Rich grew up in an ardently antigay Christian fundamentalist family, and attended a religious high school, which he called a "fortress of fundamentalism". He joined the reserves at 18 to help pay his tuition South Carolina's Clemson University.
In 1992 he was posted to the Japanese island of Okinawa, where he remembers hearing about two male service members having sex in a bathroom stall.
In 1998, he was profiled anonymously in a New York Times Magazine cover story on the stresses of living as a gay officer under the U.S. military's "don't ask, don't tell" policy.
His commander called him into his office at Camp Pendleton in San Diego one morning. "He handed me a faxed copy of the article [with] the sections about me highlighted, [and] he said 'This sounds a lot like you,'" Merritt recalls. For a dark second, Merritt wondered if he would suffer the same humiliating fate he had described with fear in the Times: a dishonorable discharge after a bruising inquiry. But his boss was quick to allay his concerns. The officer looked at Merritt calmly and said "I'm not going to ask you if this is you, And nobody else will. Not under my command."
Apparently not everybody was as tolerant. Friends in the Pentagon told Merritt a debate was raging over how to handle his case. "One faction wanted to crucify me, and the other didn't want any press," he says. But as his commander promised, the investigation never came, and in 1999, Merritt, like any marine retiring in good standing, was honorably discharged.
Rich, a 12-year veteran of the Marine Corps, retired and was subsequently profiled both in The Advocate and the Los Angeles Times; later it was revelead by The Advocate that Rich (under the name Danny Orlis) had also been moonlighting as a gay male pornstar while he was still an active-duty Marine. He has written a book which hit the bookstores Secrets of a Gay Marine Porn Star (2005).
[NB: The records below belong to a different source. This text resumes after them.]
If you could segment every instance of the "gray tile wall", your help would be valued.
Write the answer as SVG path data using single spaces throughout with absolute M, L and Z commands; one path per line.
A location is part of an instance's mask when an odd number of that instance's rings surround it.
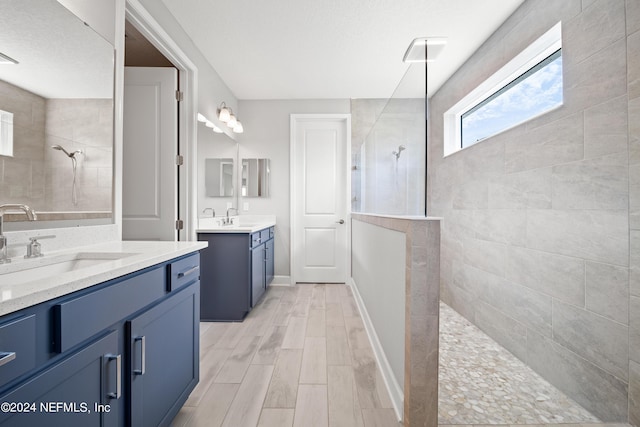
M 0 110 L 13 113 L 13 157 L 0 156 L 0 204 L 45 207 L 45 99 L 0 80 Z
M 640 426 L 640 2 L 637 0 L 626 1 L 626 28 L 630 229 L 629 422 Z M 622 281 L 622 278 L 619 280 Z
M 0 81 L 0 110 L 14 113 L 14 156 L 0 156 L 0 204 L 36 211 L 111 211 L 113 102 L 45 99 Z M 71 201 L 71 160 L 78 156 L 78 205 Z
M 113 102 L 110 99 L 48 99 L 46 102 L 46 202 L 52 211 L 110 211 L 113 180 Z M 77 156 L 78 204 L 71 198 L 73 168 L 60 151 Z
M 352 210 L 424 213 L 424 99 L 352 99 L 351 114 Z
M 442 299 L 603 421 L 636 426 L 638 4 L 526 0 L 432 97 L 428 167 Z M 563 106 L 443 158 L 443 113 L 558 21 Z

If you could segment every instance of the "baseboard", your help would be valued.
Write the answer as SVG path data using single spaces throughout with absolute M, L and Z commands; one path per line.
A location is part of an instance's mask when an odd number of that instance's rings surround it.
M 371 318 L 369 317 L 369 313 L 367 313 L 367 308 L 365 307 L 364 301 L 360 296 L 360 292 L 358 292 L 358 287 L 356 286 L 353 277 L 349 280 L 349 286 L 353 291 L 353 297 L 356 300 L 356 305 L 358 306 L 358 310 L 360 311 L 360 316 L 362 317 L 364 328 L 367 331 L 369 341 L 371 342 L 371 346 L 373 347 L 373 354 L 376 357 L 376 362 L 378 363 L 378 366 L 380 366 L 382 379 L 384 380 L 384 385 L 387 387 L 387 391 L 389 392 L 393 410 L 396 413 L 396 417 L 398 417 L 398 421 L 402 422 L 404 414 L 404 390 L 402 390 L 400 384 L 398 384 L 398 381 L 393 375 L 391 365 L 389 365 L 387 356 L 385 355 L 382 344 L 378 339 L 378 335 L 376 334 L 376 330 L 373 327 L 373 323 L 371 323 Z
M 291 286 L 291 276 L 273 276 L 270 286 Z

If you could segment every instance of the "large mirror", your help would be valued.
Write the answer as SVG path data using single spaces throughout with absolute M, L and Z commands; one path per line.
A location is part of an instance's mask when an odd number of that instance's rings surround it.
M 205 190 L 207 197 L 233 197 L 234 159 L 205 159 Z
M 269 197 L 269 159 L 242 159 L 242 197 Z
M 238 143 L 198 124 L 198 216 L 224 216 L 238 207 Z
M 114 48 L 56 0 L 7 3 L 0 204 L 33 208 L 24 228 L 112 223 Z

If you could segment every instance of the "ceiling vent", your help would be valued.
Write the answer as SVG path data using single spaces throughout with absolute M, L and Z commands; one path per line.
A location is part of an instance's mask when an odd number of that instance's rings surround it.
M 411 42 L 402 61 L 433 62 L 438 58 L 446 44 L 446 37 L 419 37 Z

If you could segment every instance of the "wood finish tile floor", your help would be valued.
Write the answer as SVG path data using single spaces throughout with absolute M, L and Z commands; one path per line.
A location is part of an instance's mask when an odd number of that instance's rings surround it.
M 398 427 L 345 285 L 272 286 L 242 323 L 200 324 L 200 383 L 174 427 Z

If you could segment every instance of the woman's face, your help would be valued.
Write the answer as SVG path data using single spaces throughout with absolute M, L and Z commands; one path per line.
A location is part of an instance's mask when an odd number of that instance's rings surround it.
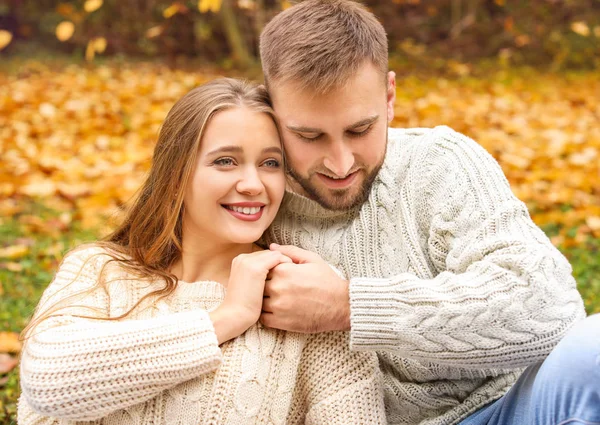
M 284 191 L 272 118 L 245 107 L 217 112 L 204 129 L 186 188 L 184 240 L 255 242 L 275 218 Z

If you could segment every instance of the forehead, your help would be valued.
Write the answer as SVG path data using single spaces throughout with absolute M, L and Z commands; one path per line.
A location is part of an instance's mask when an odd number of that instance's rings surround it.
M 279 146 L 279 134 L 270 114 L 246 107 L 216 112 L 207 122 L 200 150 L 236 145 L 244 150 Z
M 358 120 L 373 115 L 386 102 L 385 78 L 381 71 L 366 64 L 343 85 L 328 93 L 303 89 L 298 82 L 282 82 L 269 87 L 277 117 L 284 125 L 290 121 L 327 121 L 345 115 L 348 120 Z

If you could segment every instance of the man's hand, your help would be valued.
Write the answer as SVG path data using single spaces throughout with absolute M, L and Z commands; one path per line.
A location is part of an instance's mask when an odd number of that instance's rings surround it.
M 317 333 L 350 330 L 348 281 L 315 253 L 271 244 L 294 261 L 269 273 L 260 322 L 270 328 Z

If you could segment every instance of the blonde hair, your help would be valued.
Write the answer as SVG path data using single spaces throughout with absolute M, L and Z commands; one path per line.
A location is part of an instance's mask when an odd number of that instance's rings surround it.
M 300 89 L 328 93 L 365 61 L 386 82 L 388 44 L 383 26 L 359 3 L 306 0 L 276 15 L 260 36 L 267 87 L 293 81 Z
M 266 89 L 231 78 L 216 79 L 196 87 L 177 101 L 167 114 L 154 148 L 149 175 L 125 220 L 106 239 L 94 243 L 95 246 L 104 248 L 105 252 L 98 255 L 110 257 L 104 263 L 100 276 L 108 263 L 117 262 L 124 270 L 140 279 L 162 278 L 165 286 L 146 294 L 121 316 L 108 320 L 122 319 L 149 297 L 156 297 L 158 301 L 175 291 L 177 277 L 169 269 L 181 257 L 183 198 L 187 182 L 196 166 L 200 141 L 214 114 L 235 107 L 267 113 L 277 126 Z M 86 261 L 94 257 L 95 255 Z M 76 279 L 77 277 L 73 281 Z M 98 279 L 98 285 L 106 283 L 101 278 Z M 34 320 L 22 334 L 29 336 L 41 321 L 69 307 L 67 301 L 91 290 L 62 299 L 50 308 L 44 308 L 43 314 L 36 312 Z

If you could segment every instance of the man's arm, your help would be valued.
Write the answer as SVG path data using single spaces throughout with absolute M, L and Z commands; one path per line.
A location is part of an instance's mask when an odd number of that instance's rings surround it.
M 351 346 L 463 368 L 541 360 L 585 316 L 571 267 L 485 150 L 450 129 L 434 132 L 401 195 L 427 239 L 407 253 L 411 264 L 437 274 L 355 277 L 349 294 L 338 282 L 329 299 L 349 296 Z M 325 282 L 316 269 L 309 286 L 318 299 Z
M 483 148 L 434 131 L 403 198 L 437 274 L 351 279 L 352 347 L 471 368 L 542 360 L 585 316 L 571 266 Z

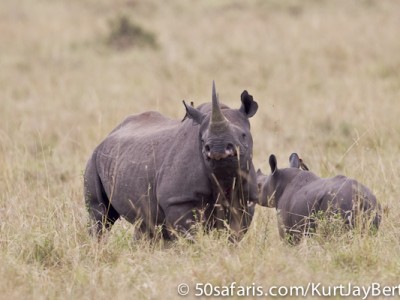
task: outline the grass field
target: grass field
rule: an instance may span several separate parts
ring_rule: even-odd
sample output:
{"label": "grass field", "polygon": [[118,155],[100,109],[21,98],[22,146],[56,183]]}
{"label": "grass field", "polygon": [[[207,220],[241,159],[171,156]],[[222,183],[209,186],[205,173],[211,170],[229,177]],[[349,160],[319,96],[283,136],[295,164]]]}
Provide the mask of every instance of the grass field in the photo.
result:
{"label": "grass field", "polygon": [[[400,284],[400,2],[2,0],[0,298],[175,299],[187,283]],[[118,25],[128,20],[125,35]],[[134,30],[134,29],[137,30]],[[121,40],[122,39],[122,40]],[[386,213],[356,232],[281,242],[256,208],[238,245],[132,240],[86,230],[82,173],[128,114],[181,119],[181,100],[238,107],[247,89],[254,164],[298,152],[320,176],[369,186]]]}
Rich is now enjoying his retirement. He not only has let his hair grow out a bit but also has moved to Huntington Beach, California, with his lover David (a civilian mechanical engineer Merritt met at a beach party for his loose circle of gay and lesbian service members) and is also a student at the University of Southern California Law School, with an eye on becoming an entertainment attorney.